Amerika adalah masyarakat yang sakit, masyarakat yang tidak punya urusan untuk memberi tahu siapa pun cara mencapai dan mempraktikkan modernitas, demokrasi, dan kebebasan. Perbaikan masyarakat yang rusak – dan negara-negara gagal yang melahirkan dan mencerminkan masyarakat tersebut – dimulai, seperti amal dan kerajaan, di dalam negeri. Apakah saya perlu menambahkan bahwa AS adalah negara dengan jumlah tahanan terbanyak di dunia (dua juta tahanan dan terus bertambah, hampir setengah dari mereka adalah warga Amerika keturunan Afrika) dan bahwa pelecehan seksual (termasuk pemerkosaan endemik) merajalela di balik tembok dan jeruji “Prison Nation's” fasilitas “pemasyarakatan” yang sangat rasis dan totaliter?
Hampir berlebihan untuk mengatakan bahwa televisi yang menyiarkan budaya massa Amerika yang beracun ke dalam benak pemirsanya tersebar luas di seluruh kompleks industri penjara yang sangat besar di Amerika. TV, ternyata, sangat cocok dengan dorongan otoritas “pemasyarakatan” yang saling terkait untuk (a) menjaga narapidana tetap pasif dan tidak bergerak dan (b) menekan biaya – sebuah topik yang saya bahas secara lebih rinci dalam postingan baru-baru ini (berjudul “ Prison Nation/TV Nation”) di blog ZNet baru saya “Empire and Inequality” (yang dapat Anda lihat di halaman atas ini!). Menurut buku penulis Wall Street Journal Joseph T. Halinan, Going Up the River: Travels in a Prison Nation (NY: Random House, 2001), “intinya mendorong hampir semua keputusan di balik jeruji besi di negara ini, mulai dari makanan yang dimakan para narapidana. dengan jenis pekerjaan yang mereka lakukan.
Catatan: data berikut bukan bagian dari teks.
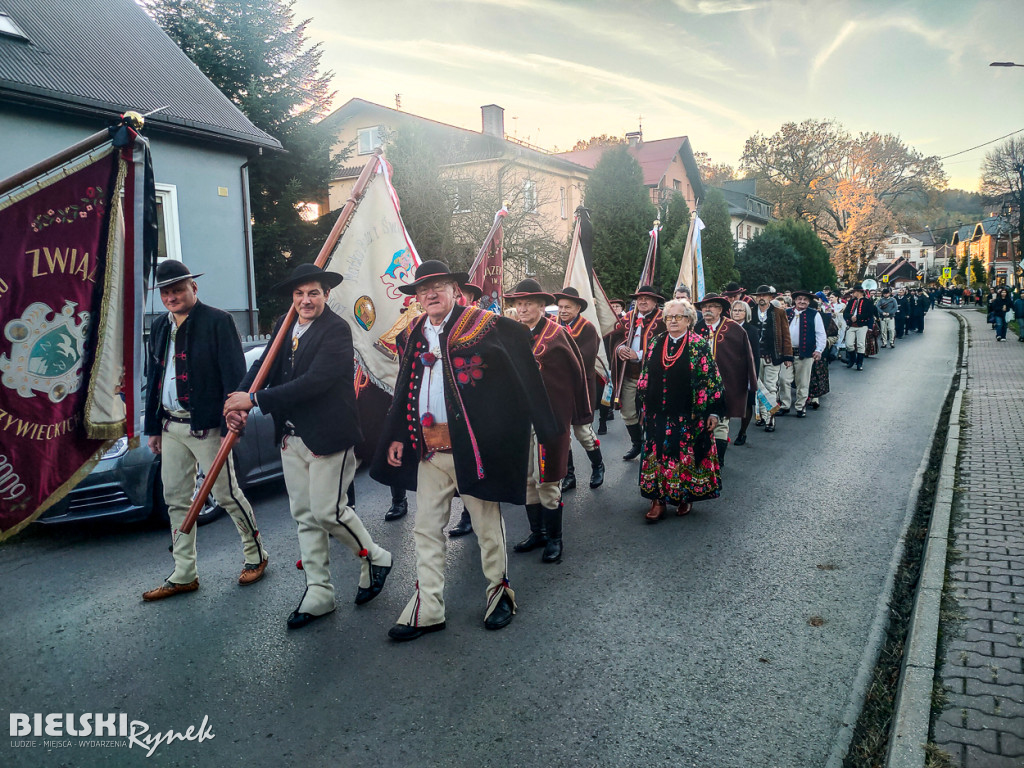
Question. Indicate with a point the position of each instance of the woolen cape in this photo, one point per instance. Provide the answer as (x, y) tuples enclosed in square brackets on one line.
[(562, 370), (493, 393), (735, 364)]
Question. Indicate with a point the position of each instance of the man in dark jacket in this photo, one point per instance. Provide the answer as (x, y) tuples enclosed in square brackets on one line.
[(562, 370), (468, 389), (309, 393), (195, 359)]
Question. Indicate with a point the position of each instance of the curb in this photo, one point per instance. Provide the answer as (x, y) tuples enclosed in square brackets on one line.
[(912, 718), (877, 635)]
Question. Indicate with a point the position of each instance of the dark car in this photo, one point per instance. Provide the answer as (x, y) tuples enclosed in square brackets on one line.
[(125, 484)]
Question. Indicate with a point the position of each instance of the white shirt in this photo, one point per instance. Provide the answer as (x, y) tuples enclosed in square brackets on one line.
[(819, 333), (432, 391), (169, 391)]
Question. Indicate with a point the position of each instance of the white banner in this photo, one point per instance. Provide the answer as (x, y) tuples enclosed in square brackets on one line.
[(376, 255)]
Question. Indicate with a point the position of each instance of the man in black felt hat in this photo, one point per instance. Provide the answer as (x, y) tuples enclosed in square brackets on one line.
[(467, 392), (310, 394), (643, 323), (588, 339), (195, 359)]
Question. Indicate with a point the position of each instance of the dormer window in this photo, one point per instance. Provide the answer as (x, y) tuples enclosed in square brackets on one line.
[(8, 28)]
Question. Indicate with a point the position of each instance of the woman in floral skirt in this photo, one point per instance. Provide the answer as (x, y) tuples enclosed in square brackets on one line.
[(680, 391)]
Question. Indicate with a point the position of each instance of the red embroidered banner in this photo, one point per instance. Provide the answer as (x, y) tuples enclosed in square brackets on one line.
[(60, 291)]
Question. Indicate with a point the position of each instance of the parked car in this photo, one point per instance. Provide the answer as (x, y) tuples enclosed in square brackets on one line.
[(125, 483)]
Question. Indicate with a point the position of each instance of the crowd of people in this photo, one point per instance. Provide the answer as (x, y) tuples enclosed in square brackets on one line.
[(486, 407)]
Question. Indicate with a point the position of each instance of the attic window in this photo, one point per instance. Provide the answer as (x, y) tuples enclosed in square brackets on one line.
[(9, 29)]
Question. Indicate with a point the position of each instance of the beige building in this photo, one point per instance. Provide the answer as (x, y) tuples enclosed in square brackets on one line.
[(668, 166), (483, 169)]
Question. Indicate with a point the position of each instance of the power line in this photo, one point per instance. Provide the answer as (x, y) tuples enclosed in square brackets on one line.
[(962, 152)]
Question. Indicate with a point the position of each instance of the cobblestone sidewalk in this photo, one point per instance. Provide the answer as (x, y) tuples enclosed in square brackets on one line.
[(982, 725)]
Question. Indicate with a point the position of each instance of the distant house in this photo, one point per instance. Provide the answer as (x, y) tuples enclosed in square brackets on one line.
[(916, 250), (480, 165), (990, 241), (749, 214), (668, 166), (70, 68)]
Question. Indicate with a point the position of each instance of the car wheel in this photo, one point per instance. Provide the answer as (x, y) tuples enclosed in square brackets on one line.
[(211, 510)]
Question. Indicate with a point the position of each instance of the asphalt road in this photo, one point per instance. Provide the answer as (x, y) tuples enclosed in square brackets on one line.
[(685, 643)]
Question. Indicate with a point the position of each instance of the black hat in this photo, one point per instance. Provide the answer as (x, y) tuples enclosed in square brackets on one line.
[(171, 271), (714, 298), (429, 270), (530, 289), (733, 289), (647, 291), (572, 295), (471, 291), (307, 273)]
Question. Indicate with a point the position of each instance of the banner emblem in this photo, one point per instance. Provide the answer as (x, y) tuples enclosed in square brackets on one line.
[(45, 355)]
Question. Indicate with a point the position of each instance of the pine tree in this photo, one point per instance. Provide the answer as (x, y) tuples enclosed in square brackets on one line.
[(816, 268), (622, 214), (716, 242), (260, 58)]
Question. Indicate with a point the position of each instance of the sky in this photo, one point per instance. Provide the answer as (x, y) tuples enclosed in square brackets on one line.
[(717, 71)]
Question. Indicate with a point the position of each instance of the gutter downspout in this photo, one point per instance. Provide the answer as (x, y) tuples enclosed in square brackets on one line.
[(248, 239)]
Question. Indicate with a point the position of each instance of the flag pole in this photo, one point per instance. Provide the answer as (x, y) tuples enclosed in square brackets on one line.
[(325, 254)]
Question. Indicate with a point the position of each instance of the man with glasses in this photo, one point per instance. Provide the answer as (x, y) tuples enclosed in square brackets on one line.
[(467, 394)]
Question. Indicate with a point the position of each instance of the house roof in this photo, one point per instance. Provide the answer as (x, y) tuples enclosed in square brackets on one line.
[(100, 58), (465, 145), (653, 157)]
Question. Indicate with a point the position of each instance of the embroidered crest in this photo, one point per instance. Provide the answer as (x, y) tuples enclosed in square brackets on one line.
[(46, 355)]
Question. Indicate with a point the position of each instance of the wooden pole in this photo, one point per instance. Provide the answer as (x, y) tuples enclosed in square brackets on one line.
[(336, 231), (55, 161)]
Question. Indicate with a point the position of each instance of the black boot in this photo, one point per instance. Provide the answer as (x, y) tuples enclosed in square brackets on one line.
[(553, 524), (465, 525), (596, 467), (537, 536), (636, 434), (399, 504), (568, 482), (722, 446)]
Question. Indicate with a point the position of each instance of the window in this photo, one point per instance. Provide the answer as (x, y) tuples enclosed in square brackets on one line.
[(370, 139), (168, 233), (463, 196), (10, 29), (529, 197)]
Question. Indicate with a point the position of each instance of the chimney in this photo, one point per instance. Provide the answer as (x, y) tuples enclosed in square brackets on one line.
[(494, 120)]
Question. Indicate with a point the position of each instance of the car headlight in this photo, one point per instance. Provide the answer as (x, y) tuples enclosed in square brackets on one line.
[(119, 449)]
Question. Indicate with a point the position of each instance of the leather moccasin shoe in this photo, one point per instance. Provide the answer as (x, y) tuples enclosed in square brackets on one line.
[(378, 574), (402, 632), (297, 621), (501, 615), (252, 572), (169, 589)]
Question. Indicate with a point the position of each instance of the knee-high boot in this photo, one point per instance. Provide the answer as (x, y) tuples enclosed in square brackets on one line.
[(636, 434), (568, 482), (537, 536), (553, 524), (596, 466), (722, 446)]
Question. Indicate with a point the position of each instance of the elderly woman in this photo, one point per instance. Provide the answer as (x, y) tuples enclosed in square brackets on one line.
[(740, 312), (681, 395)]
Kenyataannya, biaya adalah alasan para sipir berargumentasi dengan keras agar televisi berada di balik jeruji besi: bukan karena TV sedang direhabilitasi, namun karena, seperti yang dikatakan seorang pengawas kepada saya, televisi berfungsi seperti 'Thorazine elektronik'. Itu membuat narapidana tetap tenang, dan narapidana yang tenang adalah narapidana yang murahan. Jadi di [sipir penjara Kansas Jim] narapidana Zeller mendapatkan tiga lusin stasiun TV pilihan mereka” (Hallinan, hal.11).
Televisi membantu Amerika menjalankan penjara dengan biaya murah, mencerminkan keharusan neo-liberal dalam memangkas biaya yang tampaknya menjelaskan banyak hal yang salah dengan kebijakan Amerika di Abu Grhaib dan di Irak secara keseluruhan.
Rakyat Irak harus berharap bahwa pendudukan Irak akan berakhir sebelum Paman Sam harus memasukkan jutaan tahanan dan mantan tahanan mereka ke dalam dinas kekaisaran, mendorong mereka untuk mempraktikkan apa yang telah mereka pelajari dari para penjaga mereka, baik manusia maupun manusia. elektronik.
jalan Paulus ([email dilindungi]) adalah penulis The Vicious Circle: Race, Prison, Jobs and Community in Chicago, Illinois, the Nation (2002, tersedia online di www.cul-chicago.org, klik “Laporan Penelitian Tersedia Online”)
ZNetwork didanai semata-mata melalui kemurahan hati para pembacanya.